Members of the Senate Veterans’ Affairs Committee recently introduced the GI Bill Consumer Awareness Act (s. 2241). The bill is designed to help veterans make informed decisions about the schools they choose to attend. If passed, this bill would also require VA and DoD to create a joint policy to curb aggressive recruiting and misleading marketing aimed at servicemembers and veterans using the GI Bill.
Senator Patty Murray (D-WA), Chairman of the Senate Veterans’ Affairs Committee, said, “This bill is designed to ensure that our veterans have the facts to make their own decisions and to defend themselves from being taken advantage of. We can’t allow them to get anything less than the full potential of this benefit – because so much is riding on it.”
According to the Senate Veterans Affairs Committee press release, the GI Bill Consumer Awareness Act of 2012 complements veterans’ educational assistance programs by requiring VA to provide beneficiaries with easy-to-understand information about schools that are approved for GI Bill use.
• Information Availability: Calls for disclosure of, among other data, statistics related to student loan debt, transferability of credits earned, veteran enrollment, program preparation for licensing and certification, and job placement rates.
• Information Dissemination: Requires VA to provide educational beneficiaries with easy-to-understand information about schools that are approved for GI Bill benefit use.
• Staffing and Training: Requires educational institutions to have at least one employee who is knowledgeable about benefits available to servicemembers and veterans. This legislation further requires that academic advising, tutoring, career and placement counseling services, and referrals to Vet Centers are available and that institutions offer training to faculty members on matters that are relevant to servicemembers and veterans.
• Curbing Misleading Marketing and Aggressive Recruiting: Requires VA and the Department of Defense to develop a joint policy on aggressive recruiting and misleading marketing aimed at servicemembers, veterans, and other beneficiaries.
• Educational Counseling: Makes educational counseling available to more beneficiaries.

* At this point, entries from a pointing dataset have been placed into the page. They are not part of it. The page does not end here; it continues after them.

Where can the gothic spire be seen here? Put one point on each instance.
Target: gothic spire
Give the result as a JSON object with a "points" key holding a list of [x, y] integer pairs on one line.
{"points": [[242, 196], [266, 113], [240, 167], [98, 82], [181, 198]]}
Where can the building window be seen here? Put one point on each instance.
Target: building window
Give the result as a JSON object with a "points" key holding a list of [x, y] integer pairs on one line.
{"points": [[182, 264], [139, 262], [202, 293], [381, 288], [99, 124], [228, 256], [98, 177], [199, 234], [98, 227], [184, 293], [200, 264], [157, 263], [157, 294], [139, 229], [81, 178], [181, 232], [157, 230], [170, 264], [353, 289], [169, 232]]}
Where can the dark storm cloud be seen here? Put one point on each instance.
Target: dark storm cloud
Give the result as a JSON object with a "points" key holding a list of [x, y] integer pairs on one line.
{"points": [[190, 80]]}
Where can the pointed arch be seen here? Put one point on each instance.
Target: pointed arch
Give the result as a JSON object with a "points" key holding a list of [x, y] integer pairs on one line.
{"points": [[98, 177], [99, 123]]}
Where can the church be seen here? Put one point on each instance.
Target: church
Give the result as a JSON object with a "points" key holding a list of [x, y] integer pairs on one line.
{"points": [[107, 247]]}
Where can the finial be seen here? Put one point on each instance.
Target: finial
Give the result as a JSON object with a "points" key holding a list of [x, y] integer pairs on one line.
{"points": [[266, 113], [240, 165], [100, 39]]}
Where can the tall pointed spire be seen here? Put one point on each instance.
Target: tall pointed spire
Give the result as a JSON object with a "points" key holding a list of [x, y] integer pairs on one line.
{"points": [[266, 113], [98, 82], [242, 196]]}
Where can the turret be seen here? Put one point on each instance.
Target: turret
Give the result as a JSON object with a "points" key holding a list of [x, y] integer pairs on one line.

Any action taken to help veterans make wise choices before deciding on a college is a great step. In fact the Defense Activity for Non-Traditional Education Support (DANTES) offers servicemembers (anyone actually) a great tool called the Distance Learning Readiness Self-Assessment which can help prospective students decide if taking online classes is right for them.
However, the DoD and VA should also be required to assess and train veterans to ensure they are academically prepared before they enroll for school. Programs like Veterans Upward Bound offer that type of assessment, tutoring and counseling opportunities. Unfortunately, due to very limited funding, VUB is only available at 47 sites nationwide.